要删除列表中的最后一个播放机,请执行以下操作:

db.coll.update({_id: ObjectId("51043d468ead0e0757000006")}, {$pop: {players: 1}})

db.coll.update({_id: ObjectId("51043d468ead0e0757000006")}, {$pop: {players: -1}})
要删除列表中的第一个播放机,请执行以下操作:

db.coll.update({_id: ObjectId("51043d468ead0e0757000006")}, {$pop: {players: 1}})

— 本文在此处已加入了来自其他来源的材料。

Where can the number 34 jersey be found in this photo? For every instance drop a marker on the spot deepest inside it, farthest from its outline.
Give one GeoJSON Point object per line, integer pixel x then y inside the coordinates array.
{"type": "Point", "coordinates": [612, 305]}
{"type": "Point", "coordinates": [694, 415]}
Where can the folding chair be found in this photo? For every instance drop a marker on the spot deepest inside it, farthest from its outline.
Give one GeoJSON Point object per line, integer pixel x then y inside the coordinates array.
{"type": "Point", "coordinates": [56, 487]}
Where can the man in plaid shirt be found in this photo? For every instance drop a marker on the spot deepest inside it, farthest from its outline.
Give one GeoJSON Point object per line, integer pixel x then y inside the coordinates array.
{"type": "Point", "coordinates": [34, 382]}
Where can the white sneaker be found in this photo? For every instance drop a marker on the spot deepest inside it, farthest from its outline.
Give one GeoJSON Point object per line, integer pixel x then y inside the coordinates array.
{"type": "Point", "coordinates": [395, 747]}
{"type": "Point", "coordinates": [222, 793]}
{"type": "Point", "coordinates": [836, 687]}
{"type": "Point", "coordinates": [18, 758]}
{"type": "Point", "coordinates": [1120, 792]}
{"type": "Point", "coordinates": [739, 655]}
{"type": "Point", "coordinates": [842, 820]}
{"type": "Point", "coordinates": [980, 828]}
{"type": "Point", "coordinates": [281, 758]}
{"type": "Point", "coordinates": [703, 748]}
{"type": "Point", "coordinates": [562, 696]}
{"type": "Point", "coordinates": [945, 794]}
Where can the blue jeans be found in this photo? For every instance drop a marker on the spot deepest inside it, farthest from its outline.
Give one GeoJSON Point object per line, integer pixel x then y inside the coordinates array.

db.coll.update({_id: ObjectId("51043d468ead0e0757000006")}, {$pop: {players: -1}})
(将“coll”替换为您的收藏名称)

但我认为这不是您想要的,因此我将添加更多的玩家,以便更容易看到事物何时消失:

db.coll.update({_id: ObjectId("51043d468ead0e0757000006")}, {$push: {players: {$ref: "User", $id: ObjectId("50d83abf038054b560000001")}}})
db.coll.update({_id: ObjectId("51043d468ead0e0757000006")}, {$push: {players: {$ref: "User", $id: ObjectId("50d83abf038054b560000002")}}})
db.coll.update({_id: ObjectId("51043d468ead0e0757000006")}, {$push: {players: {$ref: "User", $id: ObjectId("50d83abf038054b560000003")}}})
您可以使用此命令查看更改:

db.coll.find({_id: ObjectId("51043d468ead0e0757000006")}).pretty()
例如,要删除数组中的第三个播放器,可以先将播放器子文档设置为null,然后删除null:

db.coll.update({_id: ObjectId("51043d468ead0e0757000006")}, {$unset: {"players.3": 1}})
db.coll.update({_id: ObjectId("51043d468ead0e0757000006")}, {$pull: {players: null}})
或者删除所有具有特定$ref和$id的玩家:

db.coll.update({_id: ObjectId("51043d468ead0e0757000006")}, {$pull: {players: {$ref: "User", $id: ObjectId("50d83abf038054b560000000")}}})
最后,我在游戏文档中创建了一个删除方法

  public function removePlayer($playerId)
  {
    foreach($this->players as $index => $player) {
      if($player->getId() == $playerId) {
        unset($this->players[$index]);
      }
    }
    return $this;
  }
调用此方法后,我只需执行一个flush(),然后执行魔术

你能举一个使用条令查询生成器的例子吗?这确实是个大问题。:)泰克斯想。